Edit: Okay, I've tried messing around with this C code and it feels like I'm on the verge of something (it doesn't work but the fractional part is always correct, in decimal / base10 at least...). The core principle seems to be getting the exponent difference between your domain and the input exponent, and composing a new float with a shifted mantissa and an adjusted exponent.. But it won't work for negatives, and I have no idea how to handle non-powers of 2 (or anything fractional - in fact, anything else than 2 doesn't work!).
// here's another more correct attempt:
float fmodulus(float val, int domain)
{
const int mantissaMask = 0x7FFFFF;
const int exponentMask = 0x7F800000;
int ival = *(int*)&val;
int mantissa = ival & mantissaMask;
int rawExponent = ival & exponentMask;
int exponent = (rawExponent >> 23) - (129 - domain);
// powers over one:
int p = exponent;
mantissa <<= p;
rawExponent = exponent >> p;
rawExponent += 127;
rawExponent <<= 23;
int newVal = rawExponent & exponentMask;
newVal |= mantissa & mantissaMask;
float ret = *(float*)&newVal;
return ret;
}
float range_reduce(float value, int range )
{
const int mantissaMask = 0x7FFFFF;
const int exponentMask = 0x7F800000;
int ival = *(int*)&value;
// grab exponent:
unsigned exponent = (ival & exponentMask) >> 23;
// grab mantissa:
unsigned mantissa = ival & mantissaMask;
// remove bias, and see how much the exponent is over range/domain
unsigned char erange = (unsigned char)(exponent - (125 + range));
// check if sign bit is set - that is, the exponent is under our range
if (erange & 0x80)
{
// don't do anything then.
erange = 0;
}
// shift mantissa (and chop off bits) by the reduced amount
int inewVal = (mantissa << (erange)) & mantissaMask;
// add exponent, and subtract the amount we reduced the argument with
inewVal |= ((exponent - erange) << 23) & exponentMask;
// reinterpret
float newValue = *(float*)&inewVal;
return newValue;
//return newValue - ((erange) & 0x1 ? 1.0f : 0.0f);
}
int main()
{
float val = 2.687f;
int ival = *(int*)&val;
float correct = fmod(val, 2);
float own = range_reduce(val, 2);
getc(stdin);
}
Edit 2:
Okay, I'm really trying to understand this in terms of the ieee binary system. If we write the modulus operation like this:
output = input % 2
[exponent] + [mantissa_bit_n_times_exponent]

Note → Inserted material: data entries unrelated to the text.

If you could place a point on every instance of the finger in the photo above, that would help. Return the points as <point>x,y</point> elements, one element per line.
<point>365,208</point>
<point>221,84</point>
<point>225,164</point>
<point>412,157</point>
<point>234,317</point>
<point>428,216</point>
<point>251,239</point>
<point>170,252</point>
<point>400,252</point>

3.5 = [2] + [1 + 0.5] ->[1] + [0.5] = 1.5
4.5 = [4] + [0 + 0 + 0.5] ->[0.5] + [0] = 0.5
5.5 = [4] + [0 + 1 + 0.5] ->[1] + [0.5] = 1.5
2.5 = [2] + [0 + 0.5] ->[0.5] + [0] = 0.5
2.25 = [2] + [0 + 0 + 0.25] ->[0.25] = 0.25
2.375 = [2] + [0 + 0 + 0.25 + 0.125] ->[0.25] + [0.125] = 0.375
13.5 = [8] + [4 + 0 + 1 + 0.5] ->[1] + [0.5] = 1.5
56.5 = [32] + [16 + 8 + 0 + 0 + 0 + 0.5] ->[0.5] = 0.5
We can see the output in all cases is a new number, with no original exponent and the mantissa shifted an amount (that is based on the exponent and the first non-zero bits of the mantissa after the first exponent-bits of the mantissa is ignored) into the exponent. But I'm not really sure if this is the correct approach, it just works out nicely on paper.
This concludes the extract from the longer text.